Le second tour des municipales a été marqué par plusieurs défaites significatives, qui illustrent des basculements politiques dans des villes clés. À Strasbourg, l’écologiste Jeanne Barseghian perd son mandat de maire, battue par Catherine Trautmann, ancienne édile socialiste. Ce retour d’une figure politique expérimentée marque un tournant dans une ville où les écologistes avaient pris une place importante ces dernières années.

À Pau, la défaite de François Bayrou constitue également un événement majeur. L’ancien premier ministre est devancé par Jérôme Marbot, candidat socialiste, qui recueille 42,45 % des voix contre 41,14 % pour Bayrou. La présence d’une troisième candidate, Margaux Taillefer (16,41 %), a contribué à fragmenter le vote, rendant l’issue du scrutin particulièrement incertaine jusqu’au dernier moment.
À Clermont-Ferrand, autre surprise notable, le socialiste Olivier Bianchi est battu par Julien Bony, candidat Les Républicains. Ce basculement met fin à une gestion socialiste de la ville et traduit une évolution du paysage politique local. Dans d’autres villes, les défaites sont plus attendues mais tout aussi révélatrices. À Toulon, Laure Lavalette, députée RN proche de Marine Le Pen, échoue face à la maire sortante Josée Massi. Malgré une dynamique nationale favorable au Rassemblement national dans certains territoires, ce résultat montre les limites de son implantation locale.
Ces revers contrastent avec les victoires de certaines figures bien installées. À Marseille, Benoît Payan conserve largement son poste face à Franck Allisio, tandis qu’à Toulouse, Jean-Luc Moudenc est réélu avec une avance confortable. À Paris, Emmanuel Grégoire s’impose également nettement face à Rachida Dati. Mais ce sont bien les défaites qui marquent les esprits, car elles symbolisent la fin de cycles politiques parfois installés depuis plusieurs années.
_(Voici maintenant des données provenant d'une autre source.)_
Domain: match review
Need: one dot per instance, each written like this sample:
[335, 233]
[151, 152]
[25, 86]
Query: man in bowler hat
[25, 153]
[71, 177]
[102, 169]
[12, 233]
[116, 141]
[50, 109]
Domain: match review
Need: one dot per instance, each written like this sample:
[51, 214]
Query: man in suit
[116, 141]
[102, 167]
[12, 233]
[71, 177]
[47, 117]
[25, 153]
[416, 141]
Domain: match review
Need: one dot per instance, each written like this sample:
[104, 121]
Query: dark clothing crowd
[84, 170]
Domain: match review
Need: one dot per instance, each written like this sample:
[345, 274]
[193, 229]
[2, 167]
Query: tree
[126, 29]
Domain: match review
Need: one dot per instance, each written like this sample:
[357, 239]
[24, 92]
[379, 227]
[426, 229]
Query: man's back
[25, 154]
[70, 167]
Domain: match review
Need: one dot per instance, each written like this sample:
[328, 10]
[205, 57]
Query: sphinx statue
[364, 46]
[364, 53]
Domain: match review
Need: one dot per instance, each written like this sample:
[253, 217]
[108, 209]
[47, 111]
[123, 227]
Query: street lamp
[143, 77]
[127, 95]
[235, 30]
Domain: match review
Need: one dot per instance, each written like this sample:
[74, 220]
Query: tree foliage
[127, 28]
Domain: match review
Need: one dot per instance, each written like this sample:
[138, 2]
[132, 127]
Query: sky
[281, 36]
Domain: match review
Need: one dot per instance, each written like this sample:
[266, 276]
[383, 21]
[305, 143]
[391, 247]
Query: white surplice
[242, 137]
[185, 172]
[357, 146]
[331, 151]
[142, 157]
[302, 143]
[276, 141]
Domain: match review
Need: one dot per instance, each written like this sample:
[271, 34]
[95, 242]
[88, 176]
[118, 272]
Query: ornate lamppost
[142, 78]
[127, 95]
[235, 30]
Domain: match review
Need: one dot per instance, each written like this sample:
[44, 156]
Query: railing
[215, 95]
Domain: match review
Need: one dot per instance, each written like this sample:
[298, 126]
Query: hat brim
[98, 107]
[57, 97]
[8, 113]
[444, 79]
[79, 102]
Elles traduisent aussi une évolution des attentes des électeurs, qui semblent de plus en plus enclins à sanctionner les équipes en place.
Ces résultats montrent que le paysage politique local est en constante recomposition, avec des équilibres qui peuvent basculer rapidement. Entre renouvellement des figures, retour d’anciens responsables et émergence de nouveaux profils, ces municipales redessinent en profondeur la carte politique des grandes villes françaises.